If you’re concerned that this is going to be another opinion piece on Brexit by a politician rocking backwards and forwards like a motherless child, hands on temples, wailing, “Make it stop, make it stop,” then calm yourself.

Despite wanting to unpick what everyone thinks now compared to 2016, it needs to be put aside, at least for these 300 words.

While we’ve all been distracted by the PM’s latest efforts to be Dominic Cummings’ representative on Earth, there have been a couple of news items that should be scaring the proverbial out of us.

The first was the announcement by the UN that the impact of climate change on our oceans and frozen areas of our planet has been more significant than we thought. The oceans have been warming and the loss of permanently frozen lands threatens to unleash more carbon.

The second was a UK report showing that a quarter of mammals potentially face extinction. A “great thinning” of creature population numbers has been taking place since around 1970. 'The State of Nature' also shows that almost one in five plants is at threat of extinction.

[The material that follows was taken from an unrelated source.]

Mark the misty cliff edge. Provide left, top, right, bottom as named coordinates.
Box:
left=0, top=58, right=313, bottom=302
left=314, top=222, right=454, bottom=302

So what has this to do with local government, you may ask? Well, across the country Labour councils are taking action to make a positive difference to our impact on climate change and the environment.

Leeds is going for 100 per cent clean energy by 2050, Plymouth is banning single use plastics, Gedling is installing public water fountains, Stevenage has a biodiversity action plan, Stockport’s planting trees, Oxford, Southampton, Brighton & Hove have a charter for clean air; removing polluting vehicles and introducing electric ones while Southwark is converting lamp posts to be able to charge electric vehicles.

Climate change is truly global but we can make a real difference at a local level.